Rent-stabilized, rent-controlled and Mitchell-Lama apartments are a valuable commodity in New York City. For many families, a unit may represent their greatest asset. State and city laws recognize that value by establishing rules that allow these residences to be transferred to others without the loss of rent protection or increasing the risk of eviction. But succession rights are not automatic. Protecting them requires understanding the laws, exercising care in following them and acting quickly after the original tenant vacates.
Time is of the essence for succession
Some holders of rent-stabilized and rent-controlled units make incorrect assumptions that end up putting succession rights at risk. As the New York City Rent Guidelines Board states, right of succession depends on the duration of shared occupancy time in a unit.
Although it may sound logical, simply putting children’s names on the lease as occupants does not ensure that they will have succession rights if the leaseholder dies or moves away.

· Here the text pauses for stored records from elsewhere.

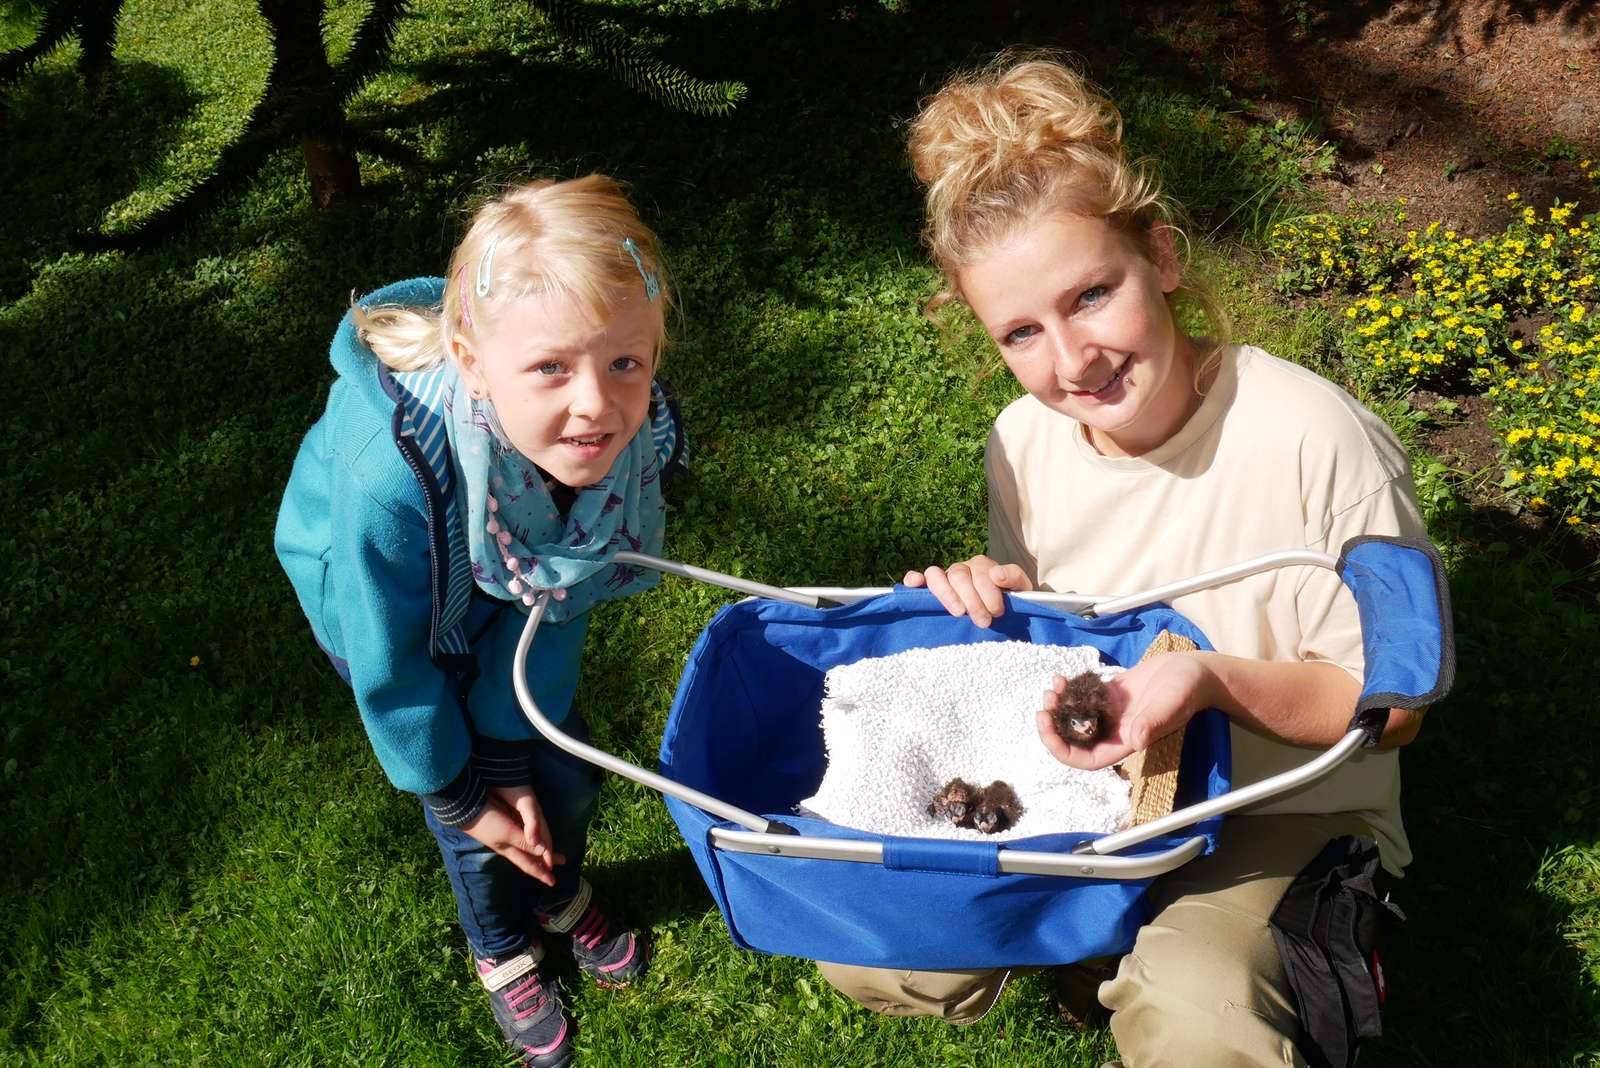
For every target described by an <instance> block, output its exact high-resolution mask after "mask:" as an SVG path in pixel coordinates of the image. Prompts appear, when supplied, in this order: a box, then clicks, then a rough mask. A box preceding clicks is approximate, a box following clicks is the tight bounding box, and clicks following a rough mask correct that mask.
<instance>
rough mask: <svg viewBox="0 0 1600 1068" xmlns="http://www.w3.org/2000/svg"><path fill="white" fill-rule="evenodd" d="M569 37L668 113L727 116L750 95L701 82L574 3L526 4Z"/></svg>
mask: <svg viewBox="0 0 1600 1068" xmlns="http://www.w3.org/2000/svg"><path fill="white" fill-rule="evenodd" d="M528 2H530V3H531V5H533V6H534V10H538V11H539V13H541V14H544V18H546V19H549V22H550V26H554V27H555V29H557V30H560V32H562V34H563V35H565V37H570V38H571V40H574V42H578V43H579V45H582V46H584V48H587V50H589V51H590V53H594V54H595V56H598V58H600V59H602V61H603V62H605V64H606V67H610V69H611V74H613V77H616V78H618V80H619V82H621V83H622V85H626V86H627V88H630V90H634V91H635V93H643V94H645V96H648V98H651V99H656V101H661V102H662V104H666V106H667V107H675V109H678V110H685V112H694V114H699V115H726V114H728V112H731V110H733V107H734V104H738V102H739V101H742V99H744V96H746V93H747V91H749V90H747V88H746V86H744V83H742V82H701V80H699V78H696V77H694V75H691V74H688V72H685V70H682V69H678V67H674V66H672V64H669V62H664V61H662V59H658V58H656V56H653V54H650V51H648V50H645V48H643V46H640V45H637V43H634V42H630V40H629V38H627V37H624V35H622V34H621V32H619V30H616V29H613V27H610V26H606V24H605V22H602V21H598V19H597V18H594V16H592V14H590V13H589V11H586V10H584V6H582V5H581V3H576V2H574V0H528Z"/></svg>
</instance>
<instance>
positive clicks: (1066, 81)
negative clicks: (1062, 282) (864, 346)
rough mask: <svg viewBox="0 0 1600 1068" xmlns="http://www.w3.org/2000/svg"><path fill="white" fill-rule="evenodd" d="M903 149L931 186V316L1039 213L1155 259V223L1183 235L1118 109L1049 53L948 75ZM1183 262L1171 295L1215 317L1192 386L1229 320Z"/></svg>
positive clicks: (1199, 380)
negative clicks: (981, 257)
mask: <svg viewBox="0 0 1600 1068" xmlns="http://www.w3.org/2000/svg"><path fill="white" fill-rule="evenodd" d="M909 147H910V160H912V168H914V169H915V171H917V177H918V179H920V181H922V184H923V185H926V190H928V192H926V224H925V227H923V240H925V241H926V245H928V249H930V253H933V259H934V262H936V264H938V265H939V269H941V270H942V272H944V288H942V289H941V291H939V293H938V294H934V297H933V299H931V301H930V302H928V312H930V313H933V312H936V310H938V309H939V307H941V305H944V304H947V302H949V301H954V299H960V296H962V293H960V270H962V267H965V265H968V264H971V262H973V261H976V259H979V257H981V256H982V254H986V253H987V251H990V249H994V248H995V245H998V243H1002V241H1005V240H1006V238H1010V237H1011V235H1013V233H1016V230H1018V229H1019V227H1022V225H1024V224H1027V222H1029V221H1032V219H1035V217H1038V216H1040V214H1048V213H1064V214H1077V216H1085V217H1094V219H1106V221H1107V222H1109V224H1110V225H1112V227H1115V229H1117V230H1120V232H1122V233H1125V235H1126V237H1128V238H1131V240H1133V241H1134V243H1136V245H1138V248H1139V249H1141V251H1142V253H1144V254H1146V256H1147V257H1149V259H1152V261H1155V257H1157V249H1155V246H1154V237H1155V230H1157V229H1158V227H1168V229H1171V230H1173V233H1174V235H1178V237H1182V229H1181V227H1179V219H1181V216H1182V213H1181V209H1179V206H1178V205H1176V203H1174V201H1173V200H1170V198H1168V197H1166V195H1165V193H1162V190H1160V187H1158V184H1157V181H1155V179H1154V177H1152V176H1150V173H1149V171H1147V169H1146V168H1144V166H1138V165H1133V163H1130V161H1128V157H1126V152H1125V150H1123V144H1122V115H1120V114H1118V112H1117V106H1115V104H1112V102H1110V99H1107V98H1106V96H1104V94H1102V93H1099V91H1098V90H1096V88H1094V86H1093V85H1090V82H1088V80H1086V78H1085V77H1083V75H1082V74H1080V72H1078V70H1075V69H1074V67H1072V66H1069V64H1067V62H1066V61H1062V59H1061V58H1059V56H1056V54H1054V53H1040V51H1026V53H1024V51H1006V53H1002V54H1000V56H997V58H995V59H994V61H992V62H989V64H987V66H984V67H981V69H978V70H970V72H963V74H958V75H955V77H954V78H950V82H947V83H946V85H944V88H941V90H939V91H938V93H934V94H933V98H930V99H928V101H926V102H925V104H923V107H922V112H920V114H918V115H917V118H915V120H914V122H912V126H910V144H909ZM1184 259H1186V257H1184ZM1179 265H1181V270H1182V278H1181V283H1179V288H1178V289H1176V291H1174V293H1173V294H1171V299H1173V301H1174V302H1176V301H1190V302H1194V304H1195V305H1198V307H1200V310H1202V312H1203V313H1205V317H1206V320H1208V321H1210V337H1208V344H1206V345H1203V350H1202V358H1200V366H1197V368H1195V381H1197V382H1198V381H1200V379H1202V377H1203V376H1205V374H1206V373H1208V371H1210V369H1211V366H1214V363H1216V361H1218V360H1219V355H1221V349H1222V344H1224V342H1226V339H1227V331H1229V323H1227V317H1226V315H1224V313H1222V310H1221V307H1219V305H1218V304H1216V299H1214V297H1213V296H1211V293H1210V291H1208V289H1206V286H1205V285H1203V283H1200V281H1197V280H1194V278H1192V277H1190V270H1189V267H1187V262H1182V261H1181V264H1179Z"/></svg>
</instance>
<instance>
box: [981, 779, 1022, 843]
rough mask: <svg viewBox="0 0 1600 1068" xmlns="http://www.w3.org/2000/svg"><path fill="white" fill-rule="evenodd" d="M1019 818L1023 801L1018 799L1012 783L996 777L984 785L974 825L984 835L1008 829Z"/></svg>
mask: <svg viewBox="0 0 1600 1068" xmlns="http://www.w3.org/2000/svg"><path fill="white" fill-rule="evenodd" d="M1019 819H1022V803H1021V801H1018V796H1016V790H1013V788H1011V783H1008V782H1002V780H998V779H995V780H994V782H992V783H989V785H987V787H984V791H982V795H981V796H979V798H978V807H976V809H973V827H976V828H978V830H981V831H982V833H984V835H994V833H998V831H1003V830H1006V828H1008V827H1011V825H1013V823H1016V822H1018V820H1019Z"/></svg>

Indeed, successors don’t have to be relatives by blood or marriage. Relationships described as “nontraditional” can also make an occupant eligible for succession. What is important is the element of time and proof that the relationship is like that of a family. You may need items such as joint accounts, powers of attorney and executorship of wills to prove that a nontraditional relationship is “family.”
A claim for succession cannot be made until the leaseholder has “permanently vacated,” which means moved out or died. The claim should be made soon after the leaseholder has permanently vacated. (The leaseholder should not pay the rent or sign any renewal leases after vacating. That could indicate that he or she never permanently vacated.)

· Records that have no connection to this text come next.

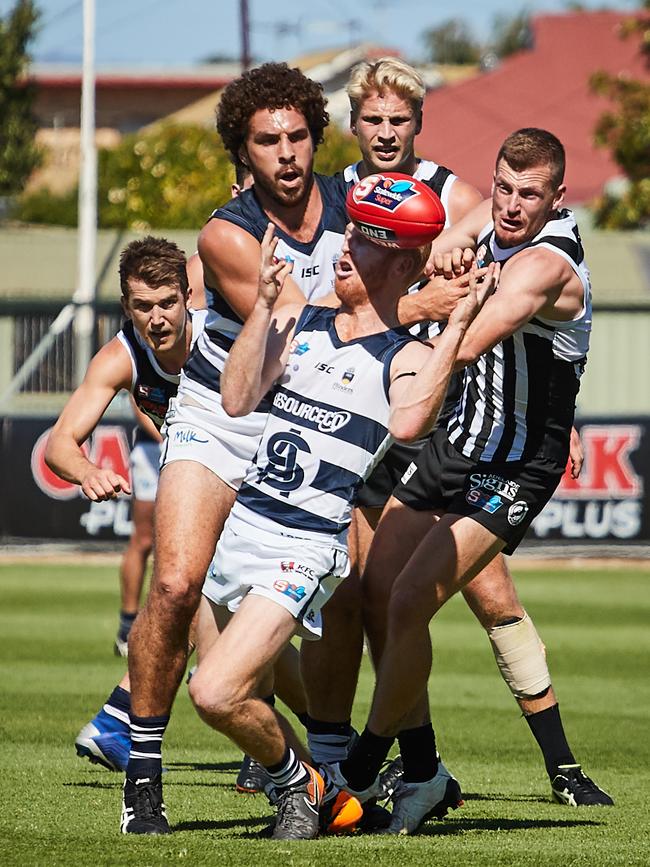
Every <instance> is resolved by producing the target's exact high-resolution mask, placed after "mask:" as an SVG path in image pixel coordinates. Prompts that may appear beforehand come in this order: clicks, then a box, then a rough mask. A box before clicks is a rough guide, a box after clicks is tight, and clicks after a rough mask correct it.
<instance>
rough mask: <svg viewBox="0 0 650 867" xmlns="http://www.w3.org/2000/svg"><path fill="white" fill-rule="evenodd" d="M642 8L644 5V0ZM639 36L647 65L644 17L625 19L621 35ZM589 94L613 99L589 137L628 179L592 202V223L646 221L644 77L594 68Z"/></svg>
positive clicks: (646, 46) (646, 153) (616, 227)
mask: <svg viewBox="0 0 650 867" xmlns="http://www.w3.org/2000/svg"><path fill="white" fill-rule="evenodd" d="M643 5H644V8H645V9H646V10H650V0H645V2H644V4H643ZM631 35H636V36H638V37H640V40H641V45H640V50H641V52H642V53H643V54H644V56H645V58H646V65H647V66H648V68H649V69H650V16H649V15H640V16H637V17H636V18H634V19H632V20H631V21H629V22H628V24H627V25H626V26H625V27H624V28H623V31H622V33H621V36H622V38H628V37H629V36H631ZM590 84H591V88H592V90H593V91H594V92H595V93H598V94H601V95H603V96H607V97H609V98H610V99H611V100H612V102H613V103H614V104H615V108H614V109H613V110H612V111H607V112H605V113H604V114H603V115H602V116H601V117H600V119H599V120H598V123H597V125H596V129H595V141H596V144H597V145H599V146H601V147H606V148H608V149H609V150H610V151H611V154H612V157H613V158H614V160H615V161H616V162H617V163H618V165H619V166H620V167H621V169H622V170H623V173H624V174H625V176H626V178H627V181H628V183H627V184H626V185H625V189H624V191H623V192H622V194H619V195H616V194H615V193H613V192H611V191H605V192H604V193H603V195H602V196H601V197H600V198H599V199H598V200H597V202H596V206H595V217H596V225H598V226H600V227H602V228H618V229H633V228H637V227H639V226H642V225H645V224H647V223H648V222H649V221H650V80H649V79H645V80H636V79H632V78H624V77H622V76H619V75H611V74H610V73H607V72H597V73H595V74H594V75H593V76H592V77H591V81H590Z"/></svg>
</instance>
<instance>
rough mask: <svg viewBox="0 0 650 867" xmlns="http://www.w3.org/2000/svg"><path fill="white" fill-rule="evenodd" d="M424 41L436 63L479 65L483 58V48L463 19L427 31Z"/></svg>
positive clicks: (451, 18)
mask: <svg viewBox="0 0 650 867" xmlns="http://www.w3.org/2000/svg"><path fill="white" fill-rule="evenodd" d="M422 39H423V41H424V44H425V46H426V49H427V51H428V53H429V56H430V58H431V60H432V61H433V62H434V63H478V61H479V59H480V56H481V47H480V45H479V43H478V42H477V41H476V40H475V39H474V36H473V35H472V33H471V30H470V28H469V26H468V25H467V22H465V21H463V19H462V18H450V19H449V20H448V21H445V22H444V24H441V25H440V26H438V27H432V28H431V29H430V30H426V31H425V32H424V33H423V34H422Z"/></svg>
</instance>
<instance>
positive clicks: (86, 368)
mask: <svg viewBox="0 0 650 867" xmlns="http://www.w3.org/2000/svg"><path fill="white" fill-rule="evenodd" d="M83 19H84V44H83V74H82V81H81V138H80V146H81V167H80V174H79V221H78V234H79V260H78V262H79V267H78V272H77V273H78V281H77V289H76V291H75V294H74V300H75V301H76V302H77V303H78V304H79V305H80V306H79V307H78V309H77V313H76V315H75V320H74V335H75V349H76V362H75V381H76V385H79V383H80V382H81V380H82V379H83V378H84V376H85V373H86V370H87V369H88V365H89V364H90V358H91V355H92V350H93V332H94V327H95V309H94V306H93V305H94V301H95V294H96V286H95V257H96V253H95V251H96V246H97V151H96V148H95V0H84V3H83Z"/></svg>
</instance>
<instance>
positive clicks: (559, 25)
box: [417, 12, 650, 202]
mask: <svg viewBox="0 0 650 867" xmlns="http://www.w3.org/2000/svg"><path fill="white" fill-rule="evenodd" d="M629 17H630V16H629V15H628V16H624V15H621V14H618V13H613V12H596V13H590V12H582V13H573V14H567V15H547V16H540V17H536V18H534V19H533V24H532V27H533V37H534V41H533V48H532V50H530V51H522V52H519V53H518V54H516V55H513V56H512V57H510V58H507V59H506V60H504V61H503V62H502V63H501V65H500V66H499V67H498V68H497V69H495V70H493V71H492V72H488V73H485V74H483V75H480V76H478V77H476V78H472V79H470V80H469V81H464V82H461V83H459V84H457V85H450V86H448V87H444V88H440V89H439V90H434V91H432V92H430V93H429V94H428V95H427V97H426V98H425V102H424V124H423V128H422V133H421V134H420V136H419V138H418V140H417V147H418V153H419V154H420V155H421V156H423V157H428V158H429V159H435V161H436V162H438V163H441V164H442V165H446V166H449V167H450V168H451V169H453V171H454V172H456V174H458V175H459V177H461V178H463V180H467V181H469V182H470V183H472V184H474V185H475V186H477V187H478V188H479V189H480V190H481V192H482V193H483V194H484V195H488V193H489V190H490V182H491V178H492V172H493V169H494V159H495V157H496V154H497V152H498V150H499V147H500V145H501V143H502V141H503V139H504V138H505V137H506V136H507V135H508V134H509V133H511V132H512V131H514V130H516V129H519V128H520V127H525V126H537V127H543V128H545V129H548V130H550V131H551V132H553V133H554V134H555V135H557V136H558V138H559V139H560V140H561V141H562V143H563V144H564V146H565V148H566V152H567V174H566V183H567V188H568V189H567V200H568V201H569V202H584V201H586V200H588V199H590V198H592V197H593V196H595V195H597V194H598V193H599V192H600V191H601V189H602V186H603V184H604V183H605V181H607V180H608V179H609V178H612V177H615V176H617V175H620V174H621V172H620V169H619V168H618V166H617V165H616V164H615V163H614V162H613V160H611V159H610V157H609V154H608V152H607V151H606V150H604V149H602V148H596V147H595V146H594V144H593V130H594V127H595V125H596V121H597V119H598V117H599V116H600V115H601V114H602V113H603V111H605V110H606V109H607V107H608V101H607V100H605V99H603V98H602V97H598V96H595V95H594V94H593V93H591V91H590V89H589V83H588V82H589V77H590V75H591V74H592V73H593V72H595V71H597V70H600V69H604V70H606V71H608V72H610V73H613V74H619V75H629V76H632V77H634V78H644V79H646V80H647V81H650V74H649V72H648V69H647V68H646V66H645V65H644V61H643V58H642V56H641V55H640V53H639V40H638V38H635V37H634V36H632V37H629V38H628V39H621V38H620V37H619V28H620V24H621V22H622V21H624V20H625V19H626V18H629Z"/></svg>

Conditions for establishing succession include:
- Proof of consistent co-occupancy: The unit in question must be the leaseholder’s and any potential successor’s primary residence. That is established by each showing proof of co-occupancy for at least 183 days in a year.

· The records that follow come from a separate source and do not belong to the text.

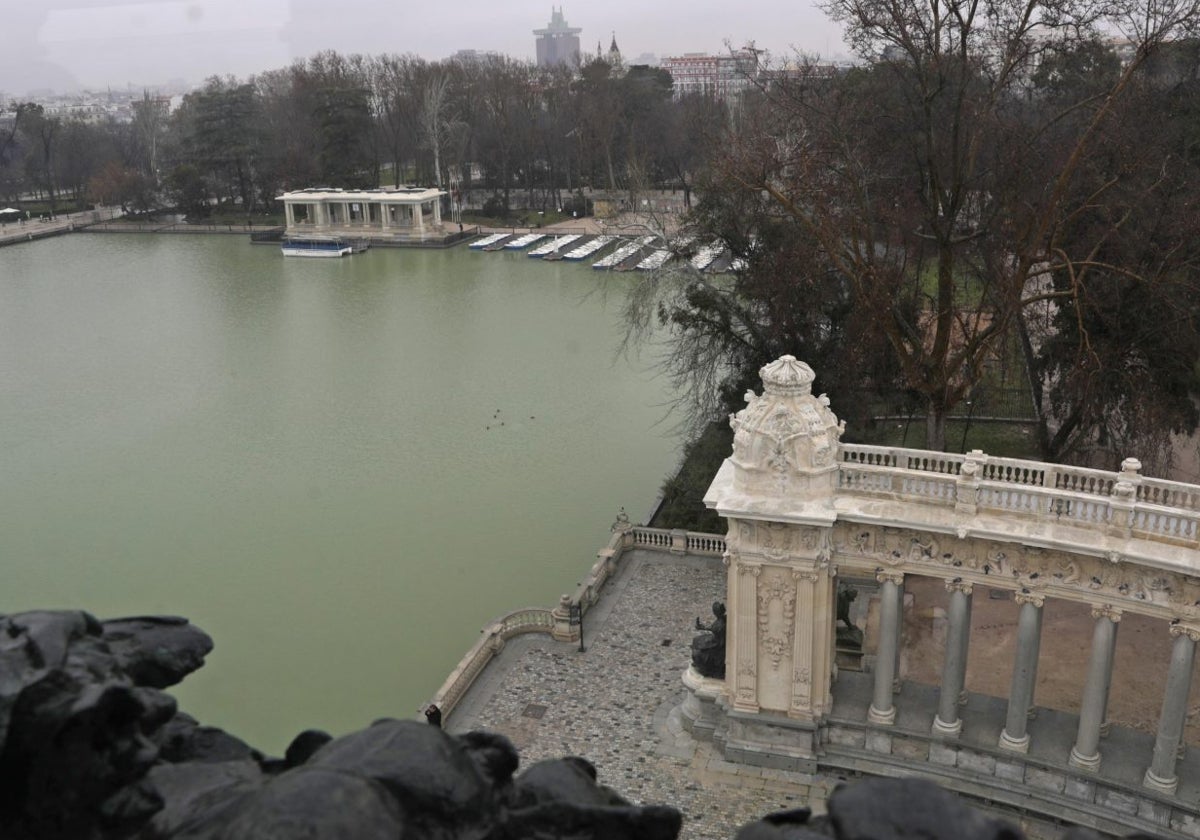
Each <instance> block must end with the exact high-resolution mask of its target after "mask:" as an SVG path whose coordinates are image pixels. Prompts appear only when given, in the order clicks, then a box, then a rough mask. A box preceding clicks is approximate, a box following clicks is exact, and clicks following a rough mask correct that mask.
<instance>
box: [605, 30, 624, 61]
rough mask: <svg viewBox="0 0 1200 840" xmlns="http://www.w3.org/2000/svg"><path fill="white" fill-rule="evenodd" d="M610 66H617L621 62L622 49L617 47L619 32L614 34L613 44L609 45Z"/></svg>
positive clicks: (612, 41) (609, 56) (608, 48)
mask: <svg viewBox="0 0 1200 840" xmlns="http://www.w3.org/2000/svg"><path fill="white" fill-rule="evenodd" d="M608 64H611V65H612V66H614V67H616V66H617V65H619V64H622V61H620V47H618V46H617V32H613V34H612V43H611V44H608Z"/></svg>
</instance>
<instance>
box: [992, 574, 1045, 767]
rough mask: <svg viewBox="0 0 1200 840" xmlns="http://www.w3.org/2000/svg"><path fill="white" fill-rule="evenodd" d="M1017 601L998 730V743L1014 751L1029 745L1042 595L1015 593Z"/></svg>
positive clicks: (1000, 745) (1035, 670)
mask: <svg viewBox="0 0 1200 840" xmlns="http://www.w3.org/2000/svg"><path fill="white" fill-rule="evenodd" d="M1015 600H1016V602H1018V604H1020V605H1021V607H1020V613H1019V614H1018V618H1016V660H1015V662H1013V682H1012V688H1010V689H1009V691H1008V715H1007V718H1006V719H1004V728H1003V731H1001V733H1000V746H1001V749H1004V750H1012V751H1014V752H1027V751H1028V749H1030V733H1028V731H1027V727H1028V718H1030V709H1031V708H1032V707H1033V689H1034V684H1036V682H1037V676H1038V649H1039V647H1040V644H1042V605H1043V602H1044V599H1043V596H1042V595H1034V594H1031V593H1018V594H1016V598H1015Z"/></svg>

- Years of occupancy: Succession rights extend to children, and may extend to other occupants, if it can be shown that shared primary residency existed with the lease-holding tenant in the final two years before he or she vacated.
Potential successors who are over age 62, or disabled, can assume the lease if the apartment has been a shared primary residence for only one year before the leaseholder vacates.
Proving residency duration
It is not enough to assert you meet the requirements for succession rights. The burden is on you to prove it. Some forms of documentary evidence showing co-occupancy which the law accepts include:
- Tax records
- Voter registration
- Monthly credit card and/or bank statements
Possible successors can include not only children, but spouse, son, daughter, father, mother, stepfather, stepmother, brother, sister, grandfather, grandmother, grandchildren, father-in-law, mother-in-law, son-in-law and daughter-in-law. And, as noted earlier, blood relationship is not essential. But all the parties must have lived as co-occupants with the leaseholder for the required time periods mentioned above to maintain succession rights.
Getting a lawyer involved early may be beneficial
If your rights are violated, or you feel they are threatened, an attorney may be able to help. They can write the landlord to explain the circumstances and attach documents establishing the relationship.
If the original tenant’s lease has an attorneys’ fees clause and the tenant wins the case, the landlord will have to pay the fees. If the tenant loses the case, however, they do not have to pay the landlord’s attorneys’ fees. This can result in landlords being reluctant to fight a case because they don’t want to pay these fees.